InformationWeek: This position has been unfilled for two years. Is that an advantage or a disadvantage for you coming in?

Warrior: I believe I will be the fourth CTO Cisco has had, it has been vacant since Charlie Giancarlo moved over two years ago [to become chief development officer in 2005].

I see it as an opportunity. A role like the CTO is less about defining what your position does and delivers, and more about setting a vision for the company, working with customers to define new technology directions and identify new business opportunities. It's a role that'll work in partnership with many of John's team, particularly the chief development office and the product development organization.

InformationWeek: What do you see as the biggest challenges ahead for you and for the company?

Warrior: Cisco defined the network in many ways, and has shown itself able to catch market transitions at the right time -- that's a big strength of theirs, to be able to see where the market is heading. Convergence is an overused word, but this larger shift from vertical stovepipes in IT toward a much more horizontal model is the biggest change happening now. Whether it's video, voice, or data, in the future those will all be on the same platform and it'll be much more horizontal.

Cisco is well-positioned in a lot of its capabilities -- not only the technology they possess but in the realm of business-model transformations and identifying them early on. You may have the technological depth, but if you don’t know how to implement the business model changes the technology tends to sit on the shelf. Cisco has a great track record of catching the market innovations and business-model transformations.

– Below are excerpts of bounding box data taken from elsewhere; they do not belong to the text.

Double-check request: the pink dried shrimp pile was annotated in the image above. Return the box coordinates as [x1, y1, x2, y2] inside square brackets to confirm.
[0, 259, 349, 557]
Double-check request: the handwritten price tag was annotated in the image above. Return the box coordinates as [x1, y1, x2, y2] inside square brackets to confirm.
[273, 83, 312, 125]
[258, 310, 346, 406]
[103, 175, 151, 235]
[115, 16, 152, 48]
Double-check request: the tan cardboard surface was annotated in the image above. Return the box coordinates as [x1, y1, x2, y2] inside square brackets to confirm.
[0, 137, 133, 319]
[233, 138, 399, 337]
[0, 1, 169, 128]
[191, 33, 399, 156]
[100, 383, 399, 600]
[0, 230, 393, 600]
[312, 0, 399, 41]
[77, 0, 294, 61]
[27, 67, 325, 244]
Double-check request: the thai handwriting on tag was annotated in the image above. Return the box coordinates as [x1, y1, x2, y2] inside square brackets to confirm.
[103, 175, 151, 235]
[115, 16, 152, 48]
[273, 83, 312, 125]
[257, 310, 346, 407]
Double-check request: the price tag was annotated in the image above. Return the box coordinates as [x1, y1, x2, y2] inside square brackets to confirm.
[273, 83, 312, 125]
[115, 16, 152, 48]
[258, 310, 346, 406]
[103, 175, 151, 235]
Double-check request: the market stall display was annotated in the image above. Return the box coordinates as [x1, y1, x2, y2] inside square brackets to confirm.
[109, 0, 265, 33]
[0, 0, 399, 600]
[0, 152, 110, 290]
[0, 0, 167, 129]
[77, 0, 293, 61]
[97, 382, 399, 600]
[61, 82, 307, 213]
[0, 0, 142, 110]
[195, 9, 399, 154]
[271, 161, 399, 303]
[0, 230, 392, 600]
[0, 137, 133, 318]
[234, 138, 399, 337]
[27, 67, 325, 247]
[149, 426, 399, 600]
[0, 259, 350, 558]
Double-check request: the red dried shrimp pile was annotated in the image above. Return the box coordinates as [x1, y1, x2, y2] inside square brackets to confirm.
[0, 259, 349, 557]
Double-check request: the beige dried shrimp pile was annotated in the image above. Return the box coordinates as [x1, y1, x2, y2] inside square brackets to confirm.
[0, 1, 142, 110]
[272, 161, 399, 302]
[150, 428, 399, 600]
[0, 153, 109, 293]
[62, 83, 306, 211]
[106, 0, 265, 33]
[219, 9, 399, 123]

Cisco is poised to lead the next set of innovations on the Internet, using collaboration as a solution not just for the enterprise but into the consumer space as well.

InformationWeek: How do you, coming from Motorola into the CTO office as a big enterprise-focused company, go about enabling that shift toward the consumer side?

Warrior: I think there are several similarities between the enterprise and the consumer sides depending on the solutions you provide -- if you think about the more collaborative and network-oriented solutions, the intelligence and the smarts you have to put into the network are going to be similar to enable those, whichever space you're in.

The big difference is that the adoption of technology in the consumer space is on a much faster cycle, especially in consumer electronics. What I can bring is time to market and speed of execution. Cisco has always been an entrepreneurial company, so it's not such a difficult transition to make.

InformationWeek: Some would say that Cisco as a networking company is simply trying to avoid becoming commoditized.

Warrior: It depends on how it's executed. I'm not sure anybody knows the exact answer yet. The consumer companies are trying to get into the networking space because they're afraid they will become commoditized. Service providers and applications providers are trying to get into hardware, because they see more value in providing an end to end solution and they need to have a platform to deliver to. The network companies are moving up into applications and solutions. I don’t think the challenge that Cisco faces is unique, it's just the dynamic where the industry is evolving.

InformationWeek: John Chambers has made some fairly strong proclamations about collaboration and telepresence being the next big market shift, transforming business models, and so on. Aren't these really just advanced tools to allow companies to do more efficiently things they're already doing?

Warrior: The way I see it, the Internet is nothing but a tool that allows the open transfer of communications and information. But it has evolved to enable so many different things in terms of commerce, entertainment, relationships, information-sharing and so on.

So we've seen that a simple tool can lead to major transformations in industry and society -- it's not uncommon for a tool to do that. Collaboration is another tool that allows connectivity to occur quicker and in more dynamic ways -- that's where social networking comes up . I see that as a major transition -- how quickly that will happen will depend on how the phased delivery of solutions and applications plays out.